IMMOBILIEN: „NICHT WENIGE SANIERUNGSPROJEKTE ENDEN IN DER WIRTSCHAFTLICHEN KATASTROPHE“

In Deutschland gibt es zu wenig Wohnungen und zu viele Büros. Trotzdem werden nur wenige Gewerbeimmobilien in Wohnraum umgewandelt. Ein Experte erklärt, woran das liegt.

Noch immer steckt der Neubau von Wohnungen in einer tiefen Krise. Im Februar 2024 wurden in ganz Deutschland nur 18.200 neue Wohnungen genehmigt. Das sind etwa 18 Prozent weniger als im Vorjahresmonat. Im Vergleich zu 2021 sanken die Baugenehmigungen um mehr als 40 Prozent. Gleichzeitig steigen die Mieten sprunghaft an; der Mangel an bezahlbarem Wohnraum ist gravierend. 2023 musste der Bund Mietern mit über 20 Milliarden Euro unter die Arme greifen.

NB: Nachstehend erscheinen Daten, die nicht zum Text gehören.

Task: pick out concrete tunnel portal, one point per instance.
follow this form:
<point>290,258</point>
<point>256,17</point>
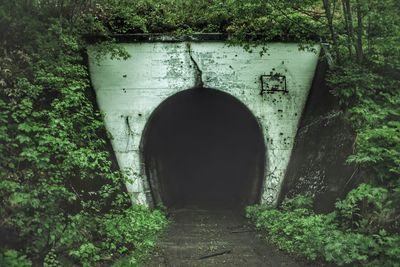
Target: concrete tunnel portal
<point>203,148</point>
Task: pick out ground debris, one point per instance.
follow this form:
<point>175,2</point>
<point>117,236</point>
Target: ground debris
<point>227,251</point>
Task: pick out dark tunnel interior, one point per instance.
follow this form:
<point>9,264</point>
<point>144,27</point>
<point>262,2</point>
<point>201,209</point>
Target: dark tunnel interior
<point>202,148</point>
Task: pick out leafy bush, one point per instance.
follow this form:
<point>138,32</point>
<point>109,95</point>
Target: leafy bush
<point>324,237</point>
<point>11,258</point>
<point>58,187</point>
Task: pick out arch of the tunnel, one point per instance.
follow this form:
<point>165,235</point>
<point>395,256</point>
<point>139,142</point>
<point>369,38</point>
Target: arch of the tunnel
<point>248,155</point>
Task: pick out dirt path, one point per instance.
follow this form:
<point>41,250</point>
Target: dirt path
<point>206,238</point>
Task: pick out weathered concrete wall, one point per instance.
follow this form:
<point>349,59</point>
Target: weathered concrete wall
<point>323,143</point>
<point>128,91</point>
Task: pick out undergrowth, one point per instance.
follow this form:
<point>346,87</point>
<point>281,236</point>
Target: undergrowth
<point>295,228</point>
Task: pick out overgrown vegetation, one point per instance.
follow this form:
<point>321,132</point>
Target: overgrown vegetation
<point>62,201</point>
<point>61,198</point>
<point>365,77</point>
<point>329,237</point>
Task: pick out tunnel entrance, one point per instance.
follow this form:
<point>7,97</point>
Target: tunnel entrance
<point>202,148</point>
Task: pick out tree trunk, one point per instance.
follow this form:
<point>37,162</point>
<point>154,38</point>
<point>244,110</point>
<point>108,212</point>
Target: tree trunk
<point>348,32</point>
<point>328,13</point>
<point>360,53</point>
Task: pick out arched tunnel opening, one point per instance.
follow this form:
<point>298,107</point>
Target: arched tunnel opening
<point>202,148</point>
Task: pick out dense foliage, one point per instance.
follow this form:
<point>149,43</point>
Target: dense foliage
<point>327,237</point>
<point>62,202</point>
<point>61,198</point>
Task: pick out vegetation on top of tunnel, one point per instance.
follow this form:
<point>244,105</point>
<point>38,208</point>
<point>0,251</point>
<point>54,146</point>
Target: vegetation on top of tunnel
<point>61,197</point>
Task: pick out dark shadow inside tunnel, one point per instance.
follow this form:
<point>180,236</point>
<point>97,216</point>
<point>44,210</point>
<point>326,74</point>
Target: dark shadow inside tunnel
<point>202,148</point>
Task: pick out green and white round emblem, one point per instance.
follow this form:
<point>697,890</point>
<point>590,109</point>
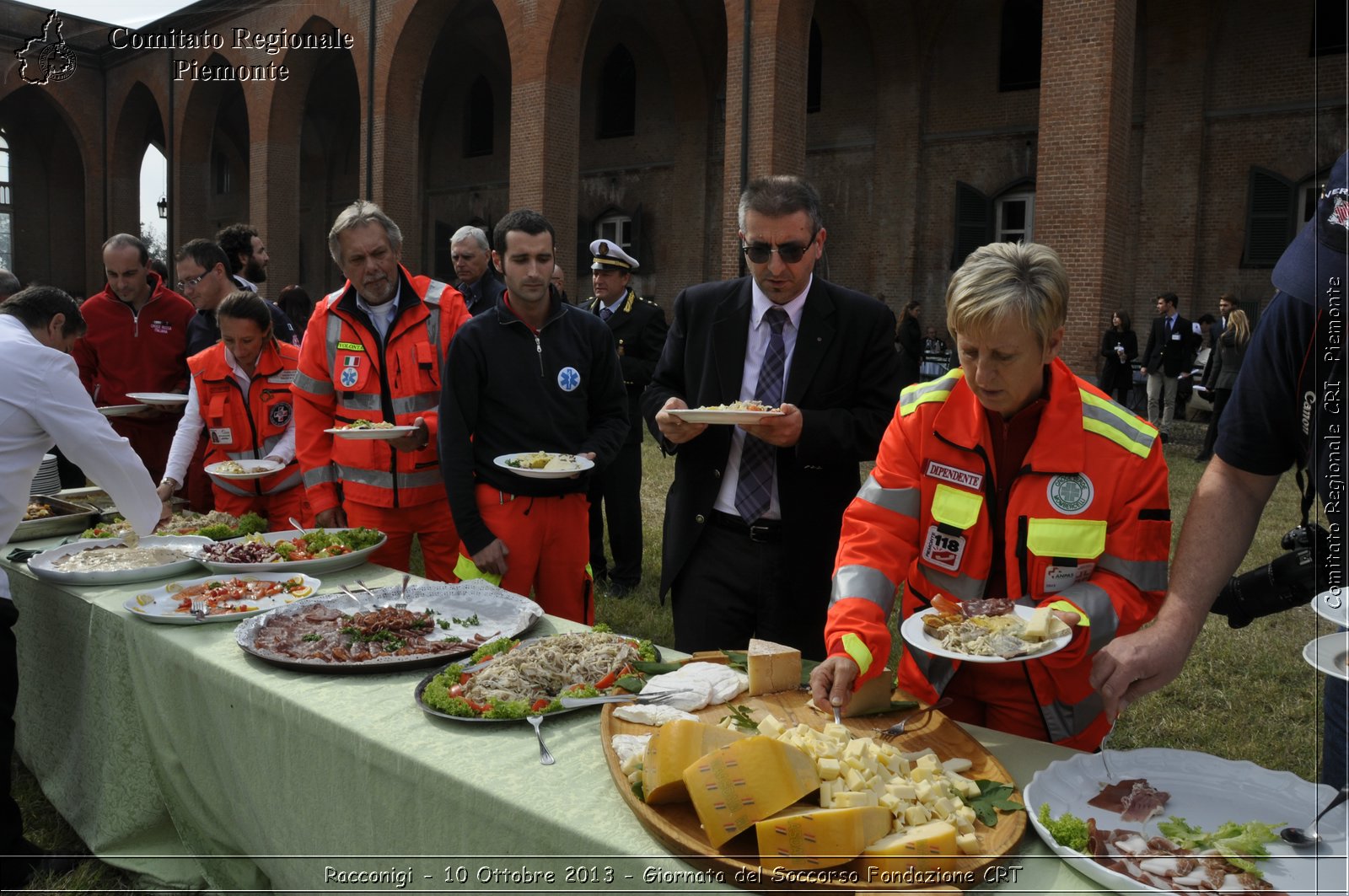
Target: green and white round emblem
<point>1070,493</point>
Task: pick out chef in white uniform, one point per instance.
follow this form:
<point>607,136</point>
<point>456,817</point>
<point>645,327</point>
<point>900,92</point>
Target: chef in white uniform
<point>44,404</point>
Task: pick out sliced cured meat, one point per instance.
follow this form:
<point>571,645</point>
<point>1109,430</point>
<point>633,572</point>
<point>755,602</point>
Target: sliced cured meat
<point>1132,799</point>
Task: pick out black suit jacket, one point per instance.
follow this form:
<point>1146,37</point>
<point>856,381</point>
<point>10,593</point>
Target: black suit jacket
<point>638,327</point>
<point>845,378</point>
<point>1167,355</point>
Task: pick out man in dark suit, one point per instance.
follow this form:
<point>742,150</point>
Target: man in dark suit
<point>1164,361</point>
<point>471,255</point>
<point>638,330</point>
<point>752,523</point>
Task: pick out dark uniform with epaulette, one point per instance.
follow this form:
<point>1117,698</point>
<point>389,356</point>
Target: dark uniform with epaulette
<point>638,327</point>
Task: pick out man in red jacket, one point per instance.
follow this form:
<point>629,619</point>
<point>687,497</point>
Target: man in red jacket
<point>137,343</point>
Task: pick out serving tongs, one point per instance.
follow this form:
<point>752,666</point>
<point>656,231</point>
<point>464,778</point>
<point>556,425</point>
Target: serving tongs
<point>660,698</point>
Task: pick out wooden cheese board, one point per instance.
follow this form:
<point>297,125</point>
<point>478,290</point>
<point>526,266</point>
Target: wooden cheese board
<point>678,828</point>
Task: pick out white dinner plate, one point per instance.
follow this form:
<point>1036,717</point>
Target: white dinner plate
<point>162,605</point>
<point>722,416</point>
<point>386,433</point>
<point>44,564</point>
<point>1207,791</point>
<point>1329,653</point>
<point>914,633</point>
<point>582,466</point>
<point>1333,606</point>
<point>321,564</point>
<point>121,410</point>
<point>256,469</point>
<point>159,400</point>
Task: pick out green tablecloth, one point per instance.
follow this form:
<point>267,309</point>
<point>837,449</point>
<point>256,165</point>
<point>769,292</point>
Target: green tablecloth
<point>175,754</point>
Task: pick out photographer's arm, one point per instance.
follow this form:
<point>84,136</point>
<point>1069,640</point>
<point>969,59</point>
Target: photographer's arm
<point>1217,532</point>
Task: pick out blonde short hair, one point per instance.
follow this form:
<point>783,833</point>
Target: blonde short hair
<point>1005,282</point>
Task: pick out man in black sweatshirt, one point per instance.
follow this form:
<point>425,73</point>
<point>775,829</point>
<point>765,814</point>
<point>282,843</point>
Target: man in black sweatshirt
<point>530,374</point>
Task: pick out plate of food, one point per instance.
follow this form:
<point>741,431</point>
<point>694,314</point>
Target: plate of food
<point>121,410</point>
<point>112,561</point>
<point>371,429</point>
<point>216,525</point>
<point>46,517</point>
<point>1329,653</point>
<point>737,412</point>
<point>245,469</point>
<point>1198,803</point>
<point>1009,633</point>
<point>834,806</point>
<point>544,464</point>
<point>530,676</point>
<point>1333,606</point>
<point>223,598</point>
<point>159,400</point>
<point>370,632</point>
<point>309,550</point>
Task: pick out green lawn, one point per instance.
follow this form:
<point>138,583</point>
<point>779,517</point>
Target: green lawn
<point>1244,694</point>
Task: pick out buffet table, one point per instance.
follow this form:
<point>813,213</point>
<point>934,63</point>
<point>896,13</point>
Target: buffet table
<point>177,756</point>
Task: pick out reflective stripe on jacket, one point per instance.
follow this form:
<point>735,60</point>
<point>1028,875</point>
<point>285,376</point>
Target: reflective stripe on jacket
<point>347,374</point>
<point>239,429</point>
<point>1088,523</point>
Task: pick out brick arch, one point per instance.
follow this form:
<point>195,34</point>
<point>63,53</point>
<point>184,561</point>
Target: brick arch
<point>303,139</point>
<point>51,175</point>
<point>137,126</point>
<point>197,196</point>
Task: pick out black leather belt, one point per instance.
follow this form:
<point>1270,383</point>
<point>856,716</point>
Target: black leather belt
<point>761,530</point>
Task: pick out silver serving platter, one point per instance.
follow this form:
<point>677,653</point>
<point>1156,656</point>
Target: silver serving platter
<point>42,564</point>
<point>67,517</point>
<point>499,613</point>
<point>308,567</point>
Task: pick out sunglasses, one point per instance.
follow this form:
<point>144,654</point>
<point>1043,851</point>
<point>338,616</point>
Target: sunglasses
<point>789,253</point>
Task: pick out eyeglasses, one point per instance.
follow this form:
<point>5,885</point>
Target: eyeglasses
<point>789,253</point>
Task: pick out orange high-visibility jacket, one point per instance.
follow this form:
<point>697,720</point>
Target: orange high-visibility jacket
<point>347,375</point>
<point>247,431</point>
<point>1088,523</point>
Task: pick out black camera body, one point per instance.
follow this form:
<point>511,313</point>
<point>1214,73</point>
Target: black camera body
<point>1281,584</point>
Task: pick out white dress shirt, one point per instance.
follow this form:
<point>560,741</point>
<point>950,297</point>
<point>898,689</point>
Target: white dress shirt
<point>189,428</point>
<point>45,404</point>
<point>755,347</point>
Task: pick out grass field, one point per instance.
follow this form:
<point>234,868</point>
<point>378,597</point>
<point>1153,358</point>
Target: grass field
<point>1244,694</point>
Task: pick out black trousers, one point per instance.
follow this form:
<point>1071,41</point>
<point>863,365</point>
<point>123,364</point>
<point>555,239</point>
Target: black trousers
<point>11,821</point>
<point>620,490</point>
<point>733,588</point>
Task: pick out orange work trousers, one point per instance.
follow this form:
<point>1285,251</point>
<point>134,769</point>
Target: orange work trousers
<point>432,525</point>
<point>550,548</point>
<point>276,509</point>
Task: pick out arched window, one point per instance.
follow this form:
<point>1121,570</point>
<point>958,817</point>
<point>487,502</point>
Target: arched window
<point>814,67</point>
<point>479,119</point>
<point>617,114</point>
<point>6,207</point>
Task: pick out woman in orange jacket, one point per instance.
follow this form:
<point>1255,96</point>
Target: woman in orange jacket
<point>1007,478</point>
<point>240,394</point>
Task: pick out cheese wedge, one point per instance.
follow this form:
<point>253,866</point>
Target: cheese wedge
<point>672,749</point>
<point>746,781</point>
<point>773,667</point>
<point>820,837</point>
<point>926,848</point>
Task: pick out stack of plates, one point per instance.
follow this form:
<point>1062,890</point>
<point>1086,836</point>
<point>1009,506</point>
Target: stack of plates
<point>47,482</point>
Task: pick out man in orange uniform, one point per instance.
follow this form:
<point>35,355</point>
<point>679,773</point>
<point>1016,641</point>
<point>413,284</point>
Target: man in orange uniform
<point>373,351</point>
<point>1007,478</point>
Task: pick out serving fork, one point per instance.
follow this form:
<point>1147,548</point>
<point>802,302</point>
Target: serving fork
<point>897,729</point>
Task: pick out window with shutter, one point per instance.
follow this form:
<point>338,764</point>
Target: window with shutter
<point>973,222</point>
<point>1270,217</point>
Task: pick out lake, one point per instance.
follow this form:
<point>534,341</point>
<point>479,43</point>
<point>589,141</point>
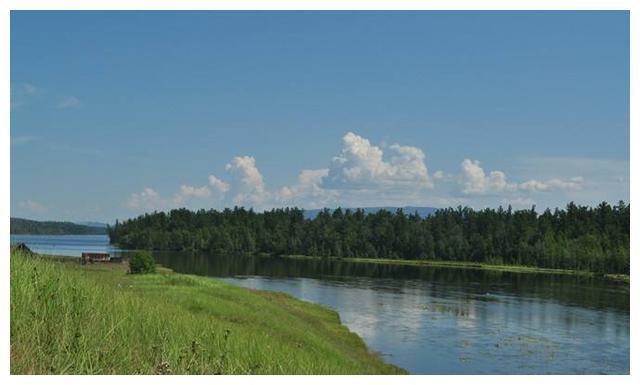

Während in Großstädten freie Wohnungen Mangelware sind, stehen immer mehr Büroräume und Gewerbeimmobilien leer. Würde man einen Teil davon in Wohnungen umwandeln, könnten allein in den sieben größten deutschen Städten innerhalb kurzer Zeit 20.000 Wohnungen entstehen, schätzt die Beratungsfirma JLL. Das würde den jährlichen Bedarf in den Metropolen um rund ein Viertel senken.

Soweit jedenfalls die Theorie. In der Praxis sind Umwandlungen noch immer selten. Nur etwa fünf Prozent machen sie hierzulande bei neuen Wohnungen aus, schätzt JLL. In der Praxis bergen solch Projekte nämlich zahlreiche Risiken. Michael Ammann, Vorstand der Wohnungsgesellschaft des rheinischen Handwerks, spricht im Interview über die größten Probleme – und wie es besser gehen könnte.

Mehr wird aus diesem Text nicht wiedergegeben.